L’histoire des deux héros met donc en avant les mécanismes qui menacent les jeunes hommes et femmes qui s’égarent dans un environnement aussi superficiel. Mais si Kelly et Jake trouvent un moyen de s’extirper du piège psychologique qui se referme sur eux, les autres jeunes gens se prennent la violence du « Spring break » de plein fouet. On peut noter que la première victime du film est un vieux pêcheur. Évidemment, la vieillesse est la première cible d’un monde où seul le physique et la disponibilité sexuelle comptent. L’endroit où la fête se déroule devient le théâtre d’un massacre ahurissant. Les piranhas/gens dévorant les gens/piranhas est donc l’allégorie de cette célébration fascinée des corps. La scène flottante où les jeunes femmes sont amenées à exposer leurs seins devient un magnifique garde-manger qui se déverse directement dans la bouche des piranhas. Un cable de cette scène lâche et vient ôter le haut du bikini d’une pom-pom girl… en la coupant en deux. D’ailleurs l’actrice qui joue cette pom-pom girl est une actrice porno renommée. Il y en plusieurs dans le film, ce qui souligne encore l’aspect purement en surface des personnages. Ils ne sont que des images. Ils sont en deux dimensions. Oui, c’est drôle pour un film en 3D.

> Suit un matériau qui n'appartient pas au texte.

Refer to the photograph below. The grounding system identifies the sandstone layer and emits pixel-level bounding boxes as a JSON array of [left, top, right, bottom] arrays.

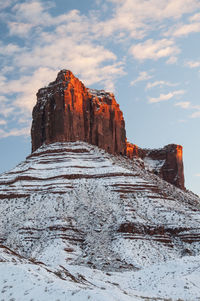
[[31, 70, 184, 189], [126, 142, 185, 189], [31, 70, 126, 155]]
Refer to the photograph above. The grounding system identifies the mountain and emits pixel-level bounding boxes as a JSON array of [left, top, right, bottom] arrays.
[[0, 71, 200, 301]]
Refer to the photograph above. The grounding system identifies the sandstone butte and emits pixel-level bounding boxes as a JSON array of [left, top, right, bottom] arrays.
[[31, 70, 185, 189]]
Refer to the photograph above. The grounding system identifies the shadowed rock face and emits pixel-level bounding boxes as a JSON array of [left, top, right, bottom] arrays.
[[31, 70, 184, 189], [31, 70, 126, 154], [126, 142, 185, 189]]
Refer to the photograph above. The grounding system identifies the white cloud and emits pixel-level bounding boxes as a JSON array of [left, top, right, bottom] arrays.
[[0, 127, 30, 138], [130, 39, 180, 60], [0, 0, 17, 10], [102, 0, 200, 38], [0, 119, 7, 125], [131, 71, 152, 86], [186, 61, 200, 68], [0, 42, 21, 56], [190, 110, 200, 118], [8, 22, 33, 37], [190, 13, 200, 22], [174, 101, 191, 109], [146, 80, 177, 89], [149, 90, 185, 103], [172, 22, 200, 37]]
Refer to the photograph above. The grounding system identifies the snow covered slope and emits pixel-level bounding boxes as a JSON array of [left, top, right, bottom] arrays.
[[0, 142, 200, 301]]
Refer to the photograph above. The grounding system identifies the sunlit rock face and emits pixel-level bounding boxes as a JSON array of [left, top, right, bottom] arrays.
[[126, 142, 185, 189], [31, 70, 184, 189], [31, 70, 126, 154]]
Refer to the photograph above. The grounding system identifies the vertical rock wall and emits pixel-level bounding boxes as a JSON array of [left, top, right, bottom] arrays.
[[31, 70, 126, 154], [31, 70, 184, 189]]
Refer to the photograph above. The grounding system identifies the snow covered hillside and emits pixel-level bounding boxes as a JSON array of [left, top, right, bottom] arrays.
[[0, 142, 200, 301]]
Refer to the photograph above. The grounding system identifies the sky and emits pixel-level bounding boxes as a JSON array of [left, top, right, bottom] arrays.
[[0, 0, 200, 195]]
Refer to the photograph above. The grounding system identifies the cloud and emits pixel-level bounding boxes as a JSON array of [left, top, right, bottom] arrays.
[[101, 0, 200, 39], [0, 127, 30, 138], [174, 101, 191, 109], [0, 0, 17, 10], [146, 80, 177, 89], [174, 101, 200, 118], [190, 109, 200, 118], [131, 71, 152, 86], [130, 39, 180, 61], [190, 13, 200, 22], [8, 22, 33, 37], [149, 90, 185, 103], [185, 61, 200, 68], [172, 22, 200, 37], [0, 119, 7, 125]]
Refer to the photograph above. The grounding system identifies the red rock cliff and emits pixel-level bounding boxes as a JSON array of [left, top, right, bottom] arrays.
[[126, 142, 185, 190], [31, 70, 126, 154], [31, 70, 184, 189]]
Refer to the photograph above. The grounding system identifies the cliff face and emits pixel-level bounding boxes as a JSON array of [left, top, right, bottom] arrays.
[[126, 142, 185, 189], [31, 70, 184, 189], [31, 70, 126, 154]]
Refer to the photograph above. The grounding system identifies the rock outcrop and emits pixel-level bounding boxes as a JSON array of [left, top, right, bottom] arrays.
[[31, 70, 184, 189], [31, 70, 126, 155], [126, 142, 185, 190]]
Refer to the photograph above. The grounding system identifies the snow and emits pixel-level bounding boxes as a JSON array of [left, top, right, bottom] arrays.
[[144, 157, 165, 172], [0, 142, 200, 301]]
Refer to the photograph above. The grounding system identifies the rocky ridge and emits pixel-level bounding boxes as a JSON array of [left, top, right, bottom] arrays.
[[31, 70, 185, 189], [0, 141, 200, 301]]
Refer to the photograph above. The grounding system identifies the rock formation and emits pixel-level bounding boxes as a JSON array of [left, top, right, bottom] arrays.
[[126, 142, 185, 190], [31, 70, 126, 154], [31, 70, 184, 189]]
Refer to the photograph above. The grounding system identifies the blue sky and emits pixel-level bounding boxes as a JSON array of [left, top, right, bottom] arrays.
[[0, 0, 200, 194]]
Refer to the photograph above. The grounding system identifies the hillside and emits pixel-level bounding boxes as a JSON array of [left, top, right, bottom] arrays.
[[0, 141, 200, 301]]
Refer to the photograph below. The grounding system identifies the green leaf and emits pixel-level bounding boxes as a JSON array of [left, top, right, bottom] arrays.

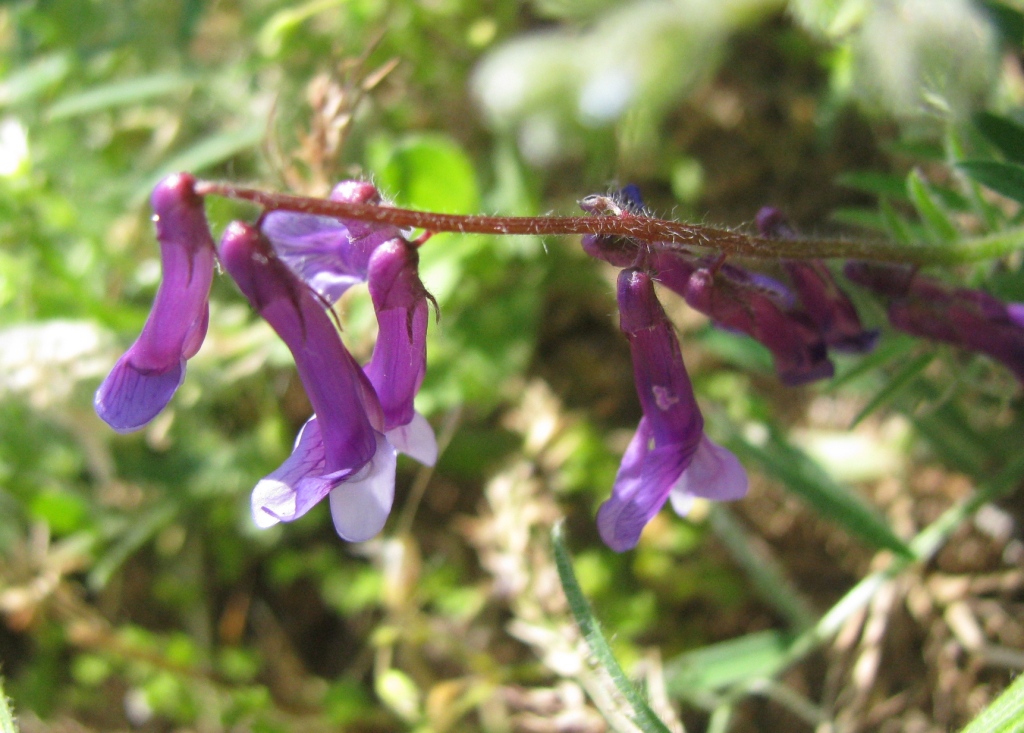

Au début du film, un jeune DJ arrogant, Tod, interrompt la conversation de Kelly et Jake d’un agressif « viens et monte ! On est en retard ». Il vient de surgir en 4x4. Il est sensé avoir des places pour voir un groupe en coulisse. C’est pour cela que Kelly le suit, elle invite Jake qui décline, les garçons du 4x4 le traitent avec mépris ouvertement. Il s’avérera plus tard que ces places pour les coulisses n’étaient qu’un mensonge pour convaincre Kelly de venir. On voit que l’arrogance du jeune homme lui enlève ses scrupules. C’est le stéréotype du mec populaire qui obtient toutes les filles qu’il veut. Pendant l’attaque des piranhas, on le retrouvera à bord d’un petit bateau à moteur. Il traverse de nouveau une foule de gens pour aller « pêcher » une fille mais cette fois, c’est pour lui sauver la vie. Pour l’atteindre, il percute et découpe (avec l’hélice du bateau) un grand nombre de personnes qui se débattent déjà pour échapper aux piranhas. Si on met les deux scènes en parallèle, on y voit un commentaire sur une hiérarchisation à l’intérieur du groupe. Tod est évidemment un beau gosse musclé, mais en plus il est DJ et il a un 4x4. S’il est populaire c’est parce qu’il est l’incarnation des valeurs adulées par le groupe. Cette position lui donne accès à tout ce qu’une position supérieure peut offrir: respect, confiance (en lui-même), admiration, amis, contact sociaux… Une position supérieure hiérarchiquement dans un groupe donné est toujours désirable. Être apprécié par une personne qui représente les valeurs du groupe, c’est voir ces valeurs rejaillir sur soi. Bref, Tod traverse la foule, choisit Kelly et humilie Jake (qui porte un T-shirt en décalage par rapport aux goûts du DJ). La violence du groupe est soulignée dans la scène où il va rechercher la jeune fille dans l’eau. Les jeunes du « spring break » se dévorent tous du regard, il choisit d’élever une personne proche de son statut et rejette les autres. Le groupe se voit comme une élite, et ses membres se conduisent en élitistes.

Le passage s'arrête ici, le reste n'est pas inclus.